12 September 2019
To heal a "divided Britain", we first need to know what's broken
KIRSTIE HEWLETT: Clarity is needed in the debate on polarisation
Concern about polarisation has grown since the EU referendum in 2016. As the results were announced, the political establishment were quick to assert that the outcome “revealed a divided Britain”, and have since continued to reiterate the need for politicians on all sides to come together to deliver “a Brexit … that brings the country back together, rather than entrenching division.”
This discussion of division has taken hold – and, in some cases, for good reason. We know that splits have formed along a variety of fault lines in the UK, be it by where we live, our age, level of education, or how we voted in the EU referendum. And in recent days, weeks and months, the fragmentation of our political system has become ever more evident.
But the extent to which the population is divided to the extremes suggested by headlines and political rhetoric is unclear. Part of the problem is that there is little clarity on what we mean by polarisation, which is implicit in the “Divided Britain” narrative – nor on how we measure it. Indeed, the challenge facing politicians and policymakers who aspire to “heal a divided Britain” is that there is actually little consensus over the specific nature and scale of the problem, let alone what could be done to solve it.
Part of the challenge lies in the lack of conceptual clarity around what polarisation really means. Too often, terms such as “division” and “polarisation” are either used interchangeably or accepted as simple and universally understandable. But when you start trying to measure them, it becomes apparent that they’re actually complex and contested concepts.
There are signs that the UK has grown “affectively” polarised. The identity attachments formed around Brexit in particular appear to run far deeper than traditional party affiliation, taking on an almost tribal quality. “Leaver” and “Remainer” identities had already taken hold in the months following the referendum, with a dominant view of the opposition as “hypocritical”, “selfish” and “closed-minded”, and a growing reluctance to socialise across the dividing line. And even now, these identities still seem to be splitting families, causing break-ups and ending friendships.
But this is different to polarisation on issues, which assumes people make informed, rational choices, and hold political identities consistent with associated policy positions. Rather, theories of affective polarisation rest on the premise that much political behaviour is not rational or fair-minded. Affectively polarised groups can dislike each other intensely without showing substantial disagreement in their positions on salient issues, dividing themselves socially and disliking others on the basis of whether they identify with their own or an opposing side.
These more emotive, affective forms of polarisation are distinct from polarisation around issues. Yet even this requires more than a difference of opinion. Disagreement is part and parcel of an open and democratic society; polarisation implies something more – that the divides in our society are so great that they prevent us finding a way forward. The salience of issues is also key – how much people care about a given issue can influence how polarised the environment feels.
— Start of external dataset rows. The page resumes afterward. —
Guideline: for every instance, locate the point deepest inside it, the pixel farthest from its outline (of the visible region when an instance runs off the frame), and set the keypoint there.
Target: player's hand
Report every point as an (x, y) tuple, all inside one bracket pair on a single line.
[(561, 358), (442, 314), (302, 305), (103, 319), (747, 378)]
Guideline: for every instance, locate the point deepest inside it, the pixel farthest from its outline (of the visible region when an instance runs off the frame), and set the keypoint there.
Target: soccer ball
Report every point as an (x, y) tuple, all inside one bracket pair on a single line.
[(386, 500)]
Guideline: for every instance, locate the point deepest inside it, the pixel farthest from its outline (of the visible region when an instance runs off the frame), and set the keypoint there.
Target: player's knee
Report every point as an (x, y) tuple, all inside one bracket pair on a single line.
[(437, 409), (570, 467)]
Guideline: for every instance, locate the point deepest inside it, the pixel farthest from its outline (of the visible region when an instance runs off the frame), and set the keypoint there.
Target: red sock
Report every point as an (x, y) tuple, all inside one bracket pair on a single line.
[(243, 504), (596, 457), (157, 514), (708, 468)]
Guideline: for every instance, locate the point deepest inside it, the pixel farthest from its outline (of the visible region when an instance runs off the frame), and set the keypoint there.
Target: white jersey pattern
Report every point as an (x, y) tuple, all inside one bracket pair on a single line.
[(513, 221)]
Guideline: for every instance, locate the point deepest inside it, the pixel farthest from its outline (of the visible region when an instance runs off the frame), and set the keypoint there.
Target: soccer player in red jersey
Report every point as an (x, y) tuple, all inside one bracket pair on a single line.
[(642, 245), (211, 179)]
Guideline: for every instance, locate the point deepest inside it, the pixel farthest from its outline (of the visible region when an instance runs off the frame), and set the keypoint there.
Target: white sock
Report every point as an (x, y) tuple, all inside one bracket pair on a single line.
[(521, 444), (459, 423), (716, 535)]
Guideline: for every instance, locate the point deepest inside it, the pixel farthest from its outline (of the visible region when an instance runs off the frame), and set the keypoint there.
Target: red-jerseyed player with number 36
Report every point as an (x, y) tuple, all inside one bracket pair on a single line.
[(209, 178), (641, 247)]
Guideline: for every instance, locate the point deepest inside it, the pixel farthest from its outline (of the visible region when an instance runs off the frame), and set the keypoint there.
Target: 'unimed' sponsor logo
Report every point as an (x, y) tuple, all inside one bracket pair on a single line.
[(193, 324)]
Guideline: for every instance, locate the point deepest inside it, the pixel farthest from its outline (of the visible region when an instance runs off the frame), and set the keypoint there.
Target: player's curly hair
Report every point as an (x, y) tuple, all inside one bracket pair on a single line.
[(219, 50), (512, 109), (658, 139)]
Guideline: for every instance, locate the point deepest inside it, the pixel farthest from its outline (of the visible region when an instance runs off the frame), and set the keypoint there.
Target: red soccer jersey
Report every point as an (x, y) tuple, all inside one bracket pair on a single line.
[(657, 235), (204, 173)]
Coherence in these conceptualisations matters. As the idea of a divided Britain continues to take hold, we urgently need to come to a shared understanding of what we actually mean by polarisation, and whether such divisions are representative of the population at large or reflect the position of a much smaller, politically engaged group.
The EU referendum raised important questions for policymakers about divisions and inequalities in our society. Whether these differences are real or imagined, fixed or shifting, is of deep consequence.
Rather than focusing on such dichotomous groupings such as “Leave/Remain”, “Closed/Open” or “Somewhere/Anywhere”, which artificially reduce the population into competing camps, we need to do more to draw out the full spectrum of opinion, values and attitudes, to identify common ground for respectful discussion and debate, rather than continuing to give disproportionate weight to the opinions at the most extreme ends of the spectrum.
We urgently need to nuance how we think about and discuss division in the UK. As we argue in our report out today, we need to take more care in our use of polarisation and related concepts, as we may be mischaracterising the important changes we’re seeing in the UK.
It is difficult to avoid the conclusion that Britain is dividing, but not in the way that’s commonly described – not into two monolithic blocs around Brexit. It has been longer in the making than that, with more dimensions. Understanding this more fully to develop approaches that bring us together is vital, to avoid further embedding social conflict and political gridlock.
Dr Kirstie Hewlett is a Research Associate at the Policy Institute, King’s College London.